Taiwan: President Sets Terms for Reunified China
Taiwan's independence-leaning President Chen Shui-bian said on Tuesday he will not rule out reunification with China if Beijing renounces its one-party system and authoritarian rule.
The remarks came three days before a scheduled meeting between Lien Chan, former leader of Taiwan's main opposition Kuomintang (KMT) party, and Chinese President Hu Jintao.
“Should China give up one-party and authoritarian rule, and with the consent of the Taiwan people, any form of future relationship between the two sides will not be ruled out," Chen told visiting members from the European Parliament.
But "if not, no one should force Taiwan people into accepting the option of eventual reunification.
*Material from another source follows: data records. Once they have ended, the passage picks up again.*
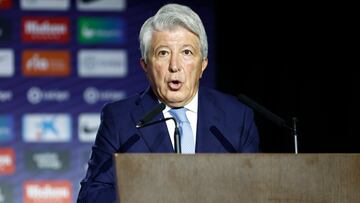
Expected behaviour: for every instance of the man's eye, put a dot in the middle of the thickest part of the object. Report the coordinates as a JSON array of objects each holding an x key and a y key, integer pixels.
[
  {"x": 187, "y": 52},
  {"x": 162, "y": 53}
]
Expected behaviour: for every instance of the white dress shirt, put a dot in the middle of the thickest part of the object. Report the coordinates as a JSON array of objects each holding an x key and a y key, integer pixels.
[{"x": 191, "y": 114}]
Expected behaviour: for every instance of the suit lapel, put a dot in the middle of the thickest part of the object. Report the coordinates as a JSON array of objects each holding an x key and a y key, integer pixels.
[
  {"x": 156, "y": 137},
  {"x": 210, "y": 117}
]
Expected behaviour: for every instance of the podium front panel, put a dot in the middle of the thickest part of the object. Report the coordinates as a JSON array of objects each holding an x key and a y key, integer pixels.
[{"x": 164, "y": 178}]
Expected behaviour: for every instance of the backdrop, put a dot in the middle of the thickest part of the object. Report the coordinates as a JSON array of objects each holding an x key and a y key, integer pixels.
[{"x": 60, "y": 62}]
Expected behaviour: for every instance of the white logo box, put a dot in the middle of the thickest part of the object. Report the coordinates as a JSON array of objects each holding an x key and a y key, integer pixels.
[
  {"x": 7, "y": 64},
  {"x": 46, "y": 127},
  {"x": 45, "y": 4},
  {"x": 102, "y": 63},
  {"x": 101, "y": 5},
  {"x": 88, "y": 125}
]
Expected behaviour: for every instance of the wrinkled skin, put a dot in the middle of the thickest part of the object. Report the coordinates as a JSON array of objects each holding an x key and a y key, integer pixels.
[{"x": 174, "y": 66}]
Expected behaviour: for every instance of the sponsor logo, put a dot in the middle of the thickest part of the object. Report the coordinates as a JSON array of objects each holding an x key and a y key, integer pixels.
[
  {"x": 6, "y": 128},
  {"x": 36, "y": 95},
  {"x": 47, "y": 160},
  {"x": 46, "y": 128},
  {"x": 102, "y": 63},
  {"x": 45, "y": 63},
  {"x": 5, "y": 4},
  {"x": 7, "y": 63},
  {"x": 5, "y": 29},
  {"x": 101, "y": 30},
  {"x": 6, "y": 193},
  {"x": 45, "y": 29},
  {"x": 85, "y": 159},
  {"x": 88, "y": 126},
  {"x": 47, "y": 191},
  {"x": 44, "y": 4},
  {"x": 92, "y": 95},
  {"x": 7, "y": 161},
  {"x": 101, "y": 5},
  {"x": 5, "y": 96}
]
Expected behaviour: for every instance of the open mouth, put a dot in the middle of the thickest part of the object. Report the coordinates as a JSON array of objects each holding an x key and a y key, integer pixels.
[{"x": 175, "y": 85}]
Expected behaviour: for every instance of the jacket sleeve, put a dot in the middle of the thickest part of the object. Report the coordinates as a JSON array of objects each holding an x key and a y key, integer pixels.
[{"x": 99, "y": 184}]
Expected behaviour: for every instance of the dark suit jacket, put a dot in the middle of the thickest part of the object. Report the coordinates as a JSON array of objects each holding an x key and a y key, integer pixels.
[{"x": 224, "y": 125}]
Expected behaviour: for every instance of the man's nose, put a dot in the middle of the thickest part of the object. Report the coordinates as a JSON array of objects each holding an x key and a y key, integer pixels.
[{"x": 174, "y": 66}]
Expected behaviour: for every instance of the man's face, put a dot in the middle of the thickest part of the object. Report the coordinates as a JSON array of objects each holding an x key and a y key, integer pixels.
[{"x": 174, "y": 66}]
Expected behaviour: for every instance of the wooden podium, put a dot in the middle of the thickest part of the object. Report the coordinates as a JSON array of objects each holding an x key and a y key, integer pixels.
[{"x": 222, "y": 178}]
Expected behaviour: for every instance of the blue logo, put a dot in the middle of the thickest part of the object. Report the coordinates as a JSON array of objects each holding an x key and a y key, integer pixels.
[
  {"x": 47, "y": 128},
  {"x": 6, "y": 128}
]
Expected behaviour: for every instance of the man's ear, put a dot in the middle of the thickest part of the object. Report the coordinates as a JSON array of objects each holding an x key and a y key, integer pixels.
[
  {"x": 204, "y": 64},
  {"x": 143, "y": 64}
]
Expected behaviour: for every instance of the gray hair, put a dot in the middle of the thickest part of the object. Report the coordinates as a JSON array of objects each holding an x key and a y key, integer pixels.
[{"x": 170, "y": 16}]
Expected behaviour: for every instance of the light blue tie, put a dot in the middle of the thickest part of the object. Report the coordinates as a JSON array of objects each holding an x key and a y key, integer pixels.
[{"x": 186, "y": 134}]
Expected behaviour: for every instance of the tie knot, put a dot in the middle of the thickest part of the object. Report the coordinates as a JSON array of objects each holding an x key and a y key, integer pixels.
[{"x": 179, "y": 114}]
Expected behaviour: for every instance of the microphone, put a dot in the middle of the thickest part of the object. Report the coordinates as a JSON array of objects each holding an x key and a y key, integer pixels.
[
  {"x": 262, "y": 110},
  {"x": 151, "y": 115},
  {"x": 145, "y": 121},
  {"x": 272, "y": 117}
]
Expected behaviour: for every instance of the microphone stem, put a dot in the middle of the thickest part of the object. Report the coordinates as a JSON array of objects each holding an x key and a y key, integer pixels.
[
  {"x": 177, "y": 140},
  {"x": 295, "y": 134}
]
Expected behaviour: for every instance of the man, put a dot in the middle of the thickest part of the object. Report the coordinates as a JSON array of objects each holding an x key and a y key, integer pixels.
[{"x": 174, "y": 50}]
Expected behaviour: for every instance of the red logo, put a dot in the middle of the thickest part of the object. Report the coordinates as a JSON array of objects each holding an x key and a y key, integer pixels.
[
  {"x": 47, "y": 191},
  {"x": 45, "y": 29},
  {"x": 45, "y": 63},
  {"x": 7, "y": 161},
  {"x": 5, "y": 4}
]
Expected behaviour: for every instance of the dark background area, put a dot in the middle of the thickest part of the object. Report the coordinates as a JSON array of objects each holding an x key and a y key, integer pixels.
[{"x": 295, "y": 60}]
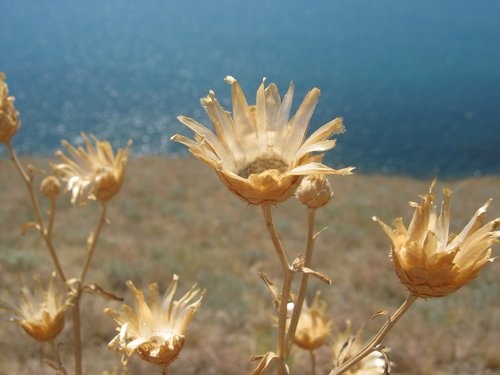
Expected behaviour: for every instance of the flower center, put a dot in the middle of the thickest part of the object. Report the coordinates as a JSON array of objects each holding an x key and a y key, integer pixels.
[{"x": 262, "y": 165}]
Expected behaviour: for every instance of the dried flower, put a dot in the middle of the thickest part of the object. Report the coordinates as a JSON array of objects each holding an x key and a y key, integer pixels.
[
  {"x": 314, "y": 191},
  {"x": 312, "y": 329},
  {"x": 429, "y": 261},
  {"x": 155, "y": 331},
  {"x": 345, "y": 345},
  {"x": 50, "y": 187},
  {"x": 258, "y": 153},
  {"x": 9, "y": 118},
  {"x": 40, "y": 314},
  {"x": 95, "y": 173}
]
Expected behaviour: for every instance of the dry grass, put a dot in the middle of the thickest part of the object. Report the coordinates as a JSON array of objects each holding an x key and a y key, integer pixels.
[{"x": 173, "y": 216}]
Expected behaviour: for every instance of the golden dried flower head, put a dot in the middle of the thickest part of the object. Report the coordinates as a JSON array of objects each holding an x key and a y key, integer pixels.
[
  {"x": 95, "y": 173},
  {"x": 313, "y": 328},
  {"x": 258, "y": 152},
  {"x": 428, "y": 260},
  {"x": 50, "y": 187},
  {"x": 314, "y": 191},
  {"x": 9, "y": 118},
  {"x": 41, "y": 313},
  {"x": 346, "y": 344},
  {"x": 156, "y": 331}
]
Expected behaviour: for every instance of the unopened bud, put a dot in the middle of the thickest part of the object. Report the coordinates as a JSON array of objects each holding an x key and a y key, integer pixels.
[
  {"x": 314, "y": 191},
  {"x": 50, "y": 187},
  {"x": 9, "y": 118}
]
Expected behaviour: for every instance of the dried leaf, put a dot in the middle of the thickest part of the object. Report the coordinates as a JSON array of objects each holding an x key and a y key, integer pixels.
[
  {"x": 316, "y": 274},
  {"x": 265, "y": 361},
  {"x": 94, "y": 288}
]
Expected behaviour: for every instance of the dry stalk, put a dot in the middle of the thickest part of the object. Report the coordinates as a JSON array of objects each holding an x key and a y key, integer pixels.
[{"x": 377, "y": 339}]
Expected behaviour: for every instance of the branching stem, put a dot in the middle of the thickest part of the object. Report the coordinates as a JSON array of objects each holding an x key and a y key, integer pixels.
[
  {"x": 285, "y": 291},
  {"x": 60, "y": 366},
  {"x": 377, "y": 339},
  {"x": 91, "y": 245},
  {"x": 46, "y": 233},
  {"x": 304, "y": 278}
]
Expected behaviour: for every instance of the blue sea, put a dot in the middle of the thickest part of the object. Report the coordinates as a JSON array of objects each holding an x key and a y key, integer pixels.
[{"x": 417, "y": 82}]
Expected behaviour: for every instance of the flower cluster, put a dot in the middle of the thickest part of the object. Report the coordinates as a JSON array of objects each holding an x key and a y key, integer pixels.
[
  {"x": 9, "y": 118},
  {"x": 41, "y": 312},
  {"x": 95, "y": 173},
  {"x": 259, "y": 153},
  {"x": 429, "y": 260},
  {"x": 156, "y": 331}
]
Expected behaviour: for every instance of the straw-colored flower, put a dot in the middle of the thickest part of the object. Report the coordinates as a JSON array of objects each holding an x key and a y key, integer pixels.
[
  {"x": 428, "y": 260},
  {"x": 258, "y": 152},
  {"x": 156, "y": 331},
  {"x": 95, "y": 173},
  {"x": 314, "y": 191},
  {"x": 9, "y": 118},
  {"x": 313, "y": 328},
  {"x": 346, "y": 344},
  {"x": 41, "y": 313}
]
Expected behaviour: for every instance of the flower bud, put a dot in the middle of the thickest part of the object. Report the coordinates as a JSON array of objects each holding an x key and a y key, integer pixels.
[
  {"x": 9, "y": 118},
  {"x": 314, "y": 191},
  {"x": 50, "y": 187}
]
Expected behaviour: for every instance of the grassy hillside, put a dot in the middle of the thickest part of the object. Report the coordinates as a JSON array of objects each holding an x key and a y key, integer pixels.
[{"x": 174, "y": 216}]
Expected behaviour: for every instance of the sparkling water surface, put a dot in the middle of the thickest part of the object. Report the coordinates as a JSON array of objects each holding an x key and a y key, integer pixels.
[{"x": 418, "y": 83}]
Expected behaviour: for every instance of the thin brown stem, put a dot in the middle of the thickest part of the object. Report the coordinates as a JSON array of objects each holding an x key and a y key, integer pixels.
[
  {"x": 46, "y": 233},
  {"x": 312, "y": 356},
  {"x": 60, "y": 366},
  {"x": 297, "y": 308},
  {"x": 93, "y": 241},
  {"x": 285, "y": 291},
  {"x": 377, "y": 339},
  {"x": 77, "y": 346},
  {"x": 91, "y": 245}
]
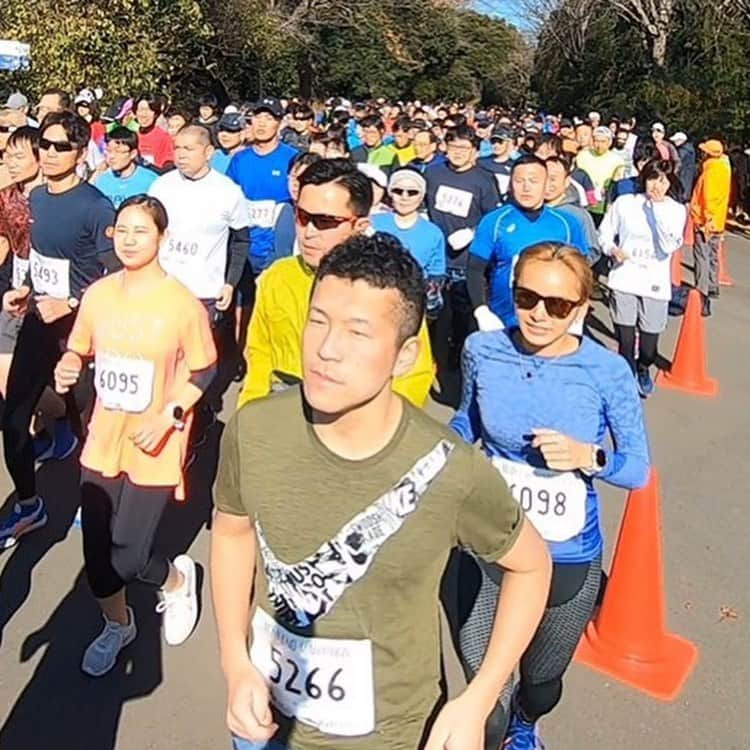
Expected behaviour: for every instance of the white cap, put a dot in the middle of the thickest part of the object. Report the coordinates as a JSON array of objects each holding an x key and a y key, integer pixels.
[
  {"x": 679, "y": 138},
  {"x": 374, "y": 173}
]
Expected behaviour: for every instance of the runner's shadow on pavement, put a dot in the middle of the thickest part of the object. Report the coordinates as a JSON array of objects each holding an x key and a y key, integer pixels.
[
  {"x": 58, "y": 484},
  {"x": 60, "y": 705}
]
We do not oppose the people of China but strongly oppose the one-party and authoritarian rule by the Chinese Communist Party."
“Under authoritarian rule, there is a lack of democracy in China and there is no freedom of speech, press and religion for its people," Chen said.
The two sides split in 1949 but China still regards Taiwan as part of its territory awaiting reunification, by force if necessary.
Earlier this month, Chen rejected a recommendation from KMT chairman Ma Ying-jeou that his government hold rapprochement talks with Beijing, based on 1992 guidelines on the "one-China" principle.
But Chen has suggested that Lien raise the so-called ‘1992 consensus’ while meeting the Chinese leader.
If Hu confirmed the consensus or allowed Taiwan to keep its interpretation of one China, Chen said he would also abide by the consensus and hold peace talks as Ma proposed.